Azure Parquet data lake

  1. Download below zip to your local disk and unzip it
  2. Add the mdf2parquet_decode.exe (Windows build) and your prefixed DBC files into the folder
  3. Update the Python script with your connection strings and container names
  4. Run the script to download all your MDF log files, decode them and upload the Parquet files[2]

Backlog processing zip | changelog


[1]The zip includes Windows batch scripts and the Windows MinIO client. For Linux, you can download the MinIO client separately and adjust the batch scripts
[2](1, 2) This assumes that you have installed Python 3.11 and the requirements.txt (we recommend using a virtual environment).
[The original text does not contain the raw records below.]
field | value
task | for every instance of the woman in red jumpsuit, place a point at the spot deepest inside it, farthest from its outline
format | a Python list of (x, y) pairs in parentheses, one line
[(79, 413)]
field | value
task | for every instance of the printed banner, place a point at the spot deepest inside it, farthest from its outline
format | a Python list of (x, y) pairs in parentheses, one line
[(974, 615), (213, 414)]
You can set this up by running python -m venv env & env\Scripts\activate & pip install -r requirements.txt
[3]Select the CloudFormation stack to display ‘Outputs’ where you will find the credentials/info for your input/output S3 buckets
[4]If your MDF log files are stored locally (e.g. on an SD), you can of course skip this step and simply copy/paste your files manually as described in the local data lake section
[5]MDF files uploaded to the input bucket will be processed one-by-one by the Lambda function, which can result in many small Parquet files if you have frequent MDF splits. In contrast, when you process a backlog of multiple MDF files, the decoder combines files to the extent possible. By deleting the data lake and re-processing your MDF backlog, you can thus optimize performance at the cost of AWS S3 transfer costs.